L’homme a alors réclamé de l’argent, estimant qu’Elsa devait payer les frais pour créer un poulailler avec des grillages et qu’elle devait payer pour les dommages. "J’ai appelé mon assurance pour avoir un avis d’expert et on m’a dit que c’était de la violence gratuite", lâche-t-elle. "Il n’y a pas de preuve, donc il ne peut pas faire une telle demande".

Des expériences parfois traumatisantes à ne pas prendre à la légère

Après cette incartade, le conjoint d’Elsa, "plus posé", a proposé d’offrir des poules en échange. "Ça s’est bien fini dans le sens où mon chat est toujours vivant et que rien d’autre ne s’est passé", conclut-elle.

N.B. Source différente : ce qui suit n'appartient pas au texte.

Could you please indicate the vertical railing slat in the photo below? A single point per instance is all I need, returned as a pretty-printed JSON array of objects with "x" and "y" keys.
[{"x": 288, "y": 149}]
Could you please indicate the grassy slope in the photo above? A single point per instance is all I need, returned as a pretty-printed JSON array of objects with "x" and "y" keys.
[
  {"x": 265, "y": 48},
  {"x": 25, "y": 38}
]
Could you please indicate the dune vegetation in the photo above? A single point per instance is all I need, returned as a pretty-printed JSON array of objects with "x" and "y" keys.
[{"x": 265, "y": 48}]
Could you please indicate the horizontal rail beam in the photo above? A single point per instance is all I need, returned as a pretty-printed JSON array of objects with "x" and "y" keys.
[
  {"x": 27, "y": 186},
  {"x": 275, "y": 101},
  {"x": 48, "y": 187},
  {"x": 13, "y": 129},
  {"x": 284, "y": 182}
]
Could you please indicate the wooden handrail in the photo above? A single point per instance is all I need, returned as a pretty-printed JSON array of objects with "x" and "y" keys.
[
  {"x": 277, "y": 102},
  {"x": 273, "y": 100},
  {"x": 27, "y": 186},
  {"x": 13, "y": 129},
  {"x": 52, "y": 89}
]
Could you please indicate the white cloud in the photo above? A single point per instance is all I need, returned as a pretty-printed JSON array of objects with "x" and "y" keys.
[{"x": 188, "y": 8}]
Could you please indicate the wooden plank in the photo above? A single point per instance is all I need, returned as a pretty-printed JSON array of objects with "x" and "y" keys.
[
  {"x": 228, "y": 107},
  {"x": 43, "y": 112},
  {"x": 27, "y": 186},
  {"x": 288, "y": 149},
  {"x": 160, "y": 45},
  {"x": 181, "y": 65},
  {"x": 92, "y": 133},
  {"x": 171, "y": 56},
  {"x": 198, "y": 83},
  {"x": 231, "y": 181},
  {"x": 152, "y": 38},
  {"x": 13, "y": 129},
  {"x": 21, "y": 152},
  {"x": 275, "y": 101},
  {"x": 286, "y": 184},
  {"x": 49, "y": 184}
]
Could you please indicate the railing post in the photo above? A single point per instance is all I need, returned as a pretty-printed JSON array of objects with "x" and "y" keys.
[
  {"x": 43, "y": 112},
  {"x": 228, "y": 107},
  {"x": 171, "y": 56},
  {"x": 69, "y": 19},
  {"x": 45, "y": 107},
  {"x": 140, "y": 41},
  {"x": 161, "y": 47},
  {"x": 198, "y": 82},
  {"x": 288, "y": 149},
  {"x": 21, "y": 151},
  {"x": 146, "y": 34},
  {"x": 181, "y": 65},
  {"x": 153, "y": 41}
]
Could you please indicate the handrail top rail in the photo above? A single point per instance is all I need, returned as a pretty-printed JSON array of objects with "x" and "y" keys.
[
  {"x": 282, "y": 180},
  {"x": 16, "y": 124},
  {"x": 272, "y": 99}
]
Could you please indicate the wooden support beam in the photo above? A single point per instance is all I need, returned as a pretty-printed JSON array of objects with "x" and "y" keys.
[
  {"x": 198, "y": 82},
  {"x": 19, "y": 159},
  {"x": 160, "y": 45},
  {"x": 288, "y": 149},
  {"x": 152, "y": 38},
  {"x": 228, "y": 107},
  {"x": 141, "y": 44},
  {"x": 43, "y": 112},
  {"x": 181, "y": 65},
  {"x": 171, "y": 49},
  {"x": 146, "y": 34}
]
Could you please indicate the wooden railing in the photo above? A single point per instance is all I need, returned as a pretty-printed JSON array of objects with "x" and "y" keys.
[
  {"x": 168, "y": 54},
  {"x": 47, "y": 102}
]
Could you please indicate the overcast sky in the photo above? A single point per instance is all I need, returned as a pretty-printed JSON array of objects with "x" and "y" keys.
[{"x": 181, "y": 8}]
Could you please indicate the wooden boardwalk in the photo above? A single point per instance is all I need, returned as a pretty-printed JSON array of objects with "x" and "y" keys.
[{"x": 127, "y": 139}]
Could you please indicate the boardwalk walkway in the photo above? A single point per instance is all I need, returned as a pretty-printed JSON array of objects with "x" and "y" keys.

"On s’est excusés platement, mais de là à menacer une femme enceinte et son chat, puis demander de l’argent, j’ai trouvé ça odieux. Ils sont toujours mes voisins, mais je ne leur adresse plus la parole, et ça m’a refroidie sur le voisinage".

Et si les histoires se terminent bien ici, certaines tournent au harcèlement, voire au drame, comme en témoignent plusieurs faits divers chaque année. Il convient donc, quand la situation prend une tournure inquiétante, d'avoir les bons réflexes. "Le premier réflexe à adopter face à un voisin harceleur est d'aller porter plainte auprès du commissariat de police ou de la gendarmerie. Cette plainte, qui ne peut pas être refusée, sera ensuite transmise au procureur de la République pour examen. C'est lui qui y donnera suite ou non, selon les situations", précise Marc Alexandre, avocat, au Figaro Immobilier.

Guetter le départ du voisin problématique sans jamais être sûr de trouver mieux

Car ces quelques mois - ou années dans les pires des cas - d'enfer peuvent laisser des traces. Depuis ma propre expérience avec mon voisin, je ne supporte plus le moindre bruit la nuit.

Ma seule satisfaction remonte à son état des lieux de sortie, que j’ai suivi avec attention l’oreille collée au mur : il s’est très mal passé en raison de l’état de l’appartement. Mon parquet m’entend encore ricaner. Heureusement, la locataire suivante, bien plus discrète, m’a permis de retrouver des nuits tranquilles.

Il a pris l’échelle et a cassé l’une de ses fenêtres pour rentrer chez lui et a mis un carton qu’il a laissé. 

Le voisin du premier étage d’Élodie avait aussi laissé sa location dans un mauvais état au moment de son départ. Aujourd’hui, son appartement est habité par un homme plus âgé et peu bruyant. S’il n’inflige pas ses conflits conjugaux à ses voisins, il n’est pas épargné par les déconvenues. "Un dimanche, il a oublié ses clés à l’intérieur de chez lui. Puisqu’il ne trouvait pas de l’aide, il a pris l’échelle et a cassé l’une de ses fenêtres pour rentrer chez lui et a mis un carton qu’il a laissé", raconte Élodie. Aux dernières nouvelles, la jeune femme qui a aujourd'hui déménagé, n'était pas au courant de changements. 

Ses voisins, eux, ne devraient pas manquer une miette de la suite.